Les prélèvements agricoles fédéraux couvrent les kangourous, les cerfs, la luzerne, les chevaux, les pois chiches, les châtaignes, les kakis, les pommes à la crème et le gingembre. Il existe cinq prélèvements distincts sur les chèvres, deux sur les buffles et différents prélèvements sur les émeus et les autruches.
Il en compte également de nombreux couvrant le secteur financier, les briques, la navigation maritime et les drones.
Les États et territoires ont ajouté à la mosaïque de prélèvements nationaux. Ils comprennent la taxe de l’ACT sur la loterie Keno et les paris en bord de piste, qui rapporteront environ 4,4 millions de dollars, la taxe de planification de l’industrie du saumon de Tasmanie (1,1 million de dollars), le fonds de réhabilitation minière d’Australie occidentale (291 millions de dollars) et la taxe d’ancienneté de Nouvelle-Galles du Sud pour le secteur de la construction ( 227 millions de dollars).
Les États ont également tous introduit des taxes sur le système de consigne des conteneurs pour couvrir le recyclage des bouteilles et des canettes, ainsi que des taxes séparées sur l’élimination des déchets, NSW ayant collecté 763 millions de dollars grâce à cette seule taxe, ce qui représente un montant record au niveau national.
La commission a constaté que même si les agriculteurs cherchaient initialement à imposer des taxes, les nouvelles formes de taxes ont été introduites sans le soutien de l’industrie.
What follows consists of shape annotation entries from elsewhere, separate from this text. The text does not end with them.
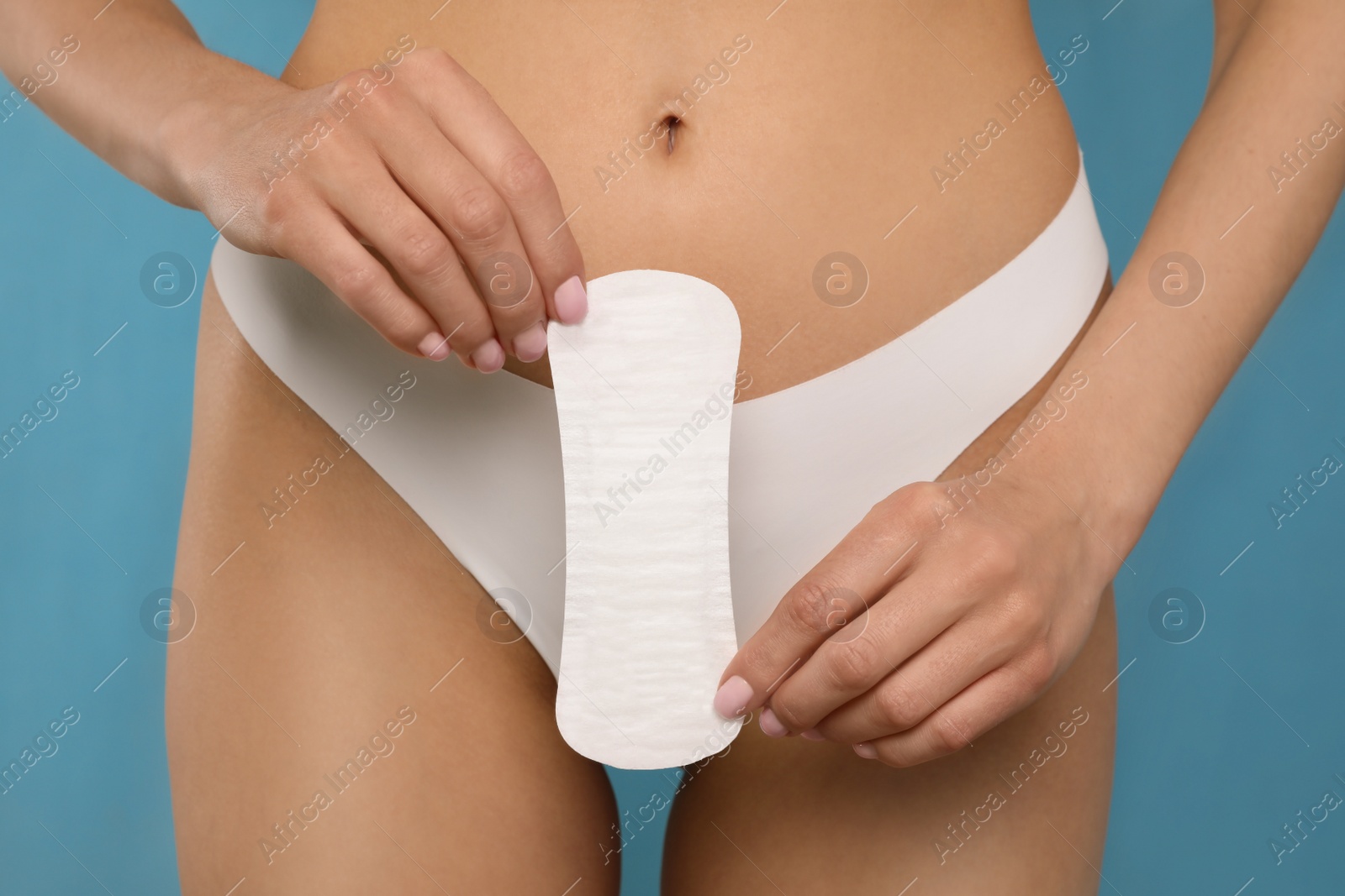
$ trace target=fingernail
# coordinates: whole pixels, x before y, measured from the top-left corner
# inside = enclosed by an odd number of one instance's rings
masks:
[[[775,713],[771,712],[769,707],[761,711],[761,719],[759,724],[761,725],[761,731],[765,733],[767,737],[783,737],[787,733],[790,733],[790,729],[784,727],[784,723],[781,723],[779,719],[775,717]]]
[[[555,316],[562,324],[578,324],[586,313],[588,293],[576,274],[555,289]]]
[[[733,676],[714,695],[714,711],[725,719],[737,719],[752,703],[752,685],[742,676]]]
[[[482,373],[494,373],[504,367],[504,349],[492,339],[472,352],[472,363]]]
[[[515,336],[514,353],[521,361],[535,361],[546,355],[546,325],[537,324]]]
[[[443,361],[449,355],[448,340],[438,332],[430,333],[422,339],[417,348],[421,355],[432,361]]]

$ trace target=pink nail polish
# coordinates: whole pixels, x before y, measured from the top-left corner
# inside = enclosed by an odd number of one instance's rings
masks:
[[[546,325],[537,324],[515,336],[514,353],[521,361],[535,361],[546,355]]]
[[[771,708],[767,707],[761,711],[761,719],[759,721],[761,731],[767,737],[783,737],[790,733],[790,729],[784,727],[784,723],[775,717]]]
[[[752,703],[752,685],[742,676],[733,676],[714,695],[714,711],[725,719],[737,719]]]
[[[562,324],[578,324],[588,313],[588,293],[578,275],[574,275],[555,289],[555,316]]]
[[[443,361],[449,356],[448,340],[438,332],[430,333],[422,339],[421,344],[417,345],[417,349],[432,361]]]
[[[492,339],[472,352],[472,363],[482,373],[494,373],[504,367],[504,349]]]

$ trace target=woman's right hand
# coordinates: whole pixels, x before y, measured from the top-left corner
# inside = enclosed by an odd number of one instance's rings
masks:
[[[229,242],[307,267],[397,348],[534,361],[547,318],[588,309],[555,183],[447,52],[397,55],[198,105],[171,125],[179,176]]]

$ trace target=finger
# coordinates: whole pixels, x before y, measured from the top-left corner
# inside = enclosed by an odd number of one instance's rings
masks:
[[[426,71],[421,87],[425,106],[440,130],[504,199],[550,314],[562,324],[584,320],[584,258],[546,164],[486,87],[448,54],[416,56],[416,64]]]
[[[331,179],[325,189],[336,211],[391,263],[455,352],[471,357],[482,372],[504,365],[495,325],[452,243],[382,160],[352,165],[348,176]]]
[[[818,645],[865,613],[874,595],[886,592],[917,562],[911,496],[902,489],[876,505],[790,588],[725,669],[714,697],[720,715],[763,705]]]
[[[397,348],[436,361],[448,357],[448,341],[434,318],[397,286],[331,208],[316,200],[289,206],[278,214],[270,242]]]
[[[808,731],[830,713],[862,699],[912,657],[912,662],[920,661],[921,666],[928,664],[923,649],[936,646],[950,626],[956,630],[955,623],[975,596],[960,591],[956,582],[942,572],[916,570],[863,615],[823,641],[811,657],[780,682],[771,696],[769,708],[763,711],[763,717],[767,719],[765,713],[769,712],[785,731]],[[967,645],[959,638],[958,646]],[[976,676],[987,670],[982,669]],[[975,677],[963,681],[958,690],[974,680]],[[907,705],[898,708],[902,712],[912,709]],[[771,724],[771,719],[767,719],[765,725],[768,733],[780,732],[780,728]],[[882,733],[893,731],[900,728]],[[865,736],[876,735],[877,732],[870,732]]]
[[[947,756],[971,744],[1005,719],[1028,707],[1036,692],[1011,666],[999,666],[946,703],[909,731],[855,744],[865,759],[905,768]]]
[[[855,744],[915,728],[1014,656],[1018,645],[1007,638],[997,642],[987,629],[990,623],[970,619],[954,625],[816,729],[827,740]]]
[[[504,351],[535,361],[546,351],[546,302],[508,206],[433,122],[414,113],[398,122],[379,146],[389,169],[465,262]]]

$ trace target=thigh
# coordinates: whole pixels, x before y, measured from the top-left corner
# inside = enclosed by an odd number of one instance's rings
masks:
[[[1115,742],[1111,588],[1075,664],[1028,709],[911,768],[749,724],[678,794],[668,896],[1098,892]],[[1106,688],[1106,690],[1104,690]]]
[[[615,893],[612,791],[550,672],[342,447],[207,282],[165,695],[183,892]]]
[[[1061,373],[1073,344],[944,472],[994,454]],[[1115,747],[1116,614],[1111,586],[1073,665],[972,746],[890,768],[849,746],[775,740],[744,727],[693,768],[672,805],[670,896],[907,892],[1080,896],[1098,891]]]

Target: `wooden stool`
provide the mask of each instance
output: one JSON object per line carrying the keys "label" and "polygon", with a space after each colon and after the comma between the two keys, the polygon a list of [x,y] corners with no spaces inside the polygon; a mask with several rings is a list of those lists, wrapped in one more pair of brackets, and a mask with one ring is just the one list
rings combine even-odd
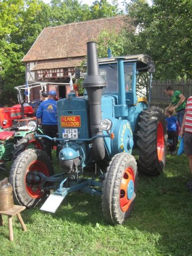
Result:
{"label": "wooden stool", "polygon": [[26,209],[25,206],[21,205],[14,205],[13,207],[7,211],[0,211],[0,226],[3,226],[3,218],[2,214],[8,216],[9,230],[9,239],[10,241],[13,241],[13,230],[12,225],[12,217],[17,215],[19,221],[20,222],[22,228],[24,231],[27,230],[27,228],[23,222],[20,212]]}

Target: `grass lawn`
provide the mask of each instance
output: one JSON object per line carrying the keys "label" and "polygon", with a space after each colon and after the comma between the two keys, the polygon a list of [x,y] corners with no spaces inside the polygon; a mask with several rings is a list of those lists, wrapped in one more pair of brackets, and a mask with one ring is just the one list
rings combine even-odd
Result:
{"label": "grass lawn", "polygon": [[[137,156],[135,156],[137,157]],[[55,169],[59,168],[54,162]],[[9,177],[0,171],[0,180]],[[7,217],[0,227],[0,255],[192,255],[192,193],[187,157],[167,155],[159,176],[139,175],[132,214],[123,225],[105,220],[101,198],[78,193],[66,197],[55,214],[38,209],[21,213],[28,231],[13,218],[14,241]]]}

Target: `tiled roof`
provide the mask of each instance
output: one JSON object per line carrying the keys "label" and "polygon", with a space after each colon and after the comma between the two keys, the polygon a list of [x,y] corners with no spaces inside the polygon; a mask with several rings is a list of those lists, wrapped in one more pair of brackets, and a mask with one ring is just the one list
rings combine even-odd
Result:
{"label": "tiled roof", "polygon": [[117,33],[124,27],[134,29],[129,21],[124,15],[45,28],[21,61],[85,56],[87,42],[97,41],[104,29]]}
{"label": "tiled roof", "polygon": [[63,68],[70,67],[78,67],[83,60],[85,60],[85,57],[76,58],[67,58],[57,60],[39,60],[33,68],[32,70],[40,70],[41,69],[49,69],[53,68]]}

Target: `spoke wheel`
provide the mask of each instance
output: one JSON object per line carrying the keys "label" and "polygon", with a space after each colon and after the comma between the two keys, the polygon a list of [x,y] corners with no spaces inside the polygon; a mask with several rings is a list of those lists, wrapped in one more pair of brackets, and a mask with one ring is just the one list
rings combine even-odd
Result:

L’étude a révélé que même si certains prélèvements étaient souvent introduits pour couvrir le coût de la réglementation gouvernementale ou pour traiter des problèmes environnementaux, ils pourraient être collectés à moindre coût par le biais du système fiscal plus large.
Une taxe sur la production de cerises permettra de récolter 1 million de dollars pour la recherche cette année.
« Les impôts fonctionnent mieux lorsqu’ils sont simples et efficaces – mais de nombreux prélèvements industriels sont relativement coûteux à collecter, faussent inutilement l’activité des entreprises et font perdre du temps et des ressources aux entreprises et au gouvernement », a déclaré Robson.
Qualifiant l’augmentation du nombre de prélèvements de « prolifération », la commission a déclaré que même s’il existe 248 prélèvements, ils collectent moins de 2 pour cent des recettes fiscales du pays. Les dix impôts les plus importants du pays – au premier rang desquels l’impôt sur le revenu des personnes physiques – génèrent plus de 90 pour cent des recettes totales.
La commission a déclaré que les gouvernements fédéral, des États et des territoires devraient envisager de recourir au Bureau australien des impôts ou aux différents bureaux des recettes des États pour collecter tous les prélèvements perçus au sein de leurs juridictions.
Il recommande à chaque juridiction de procéder à un examen indépendant, d’une durée maximale de 6 mois, pour enquêter sur les différents coûts de collecte de leurs différents prélèvements.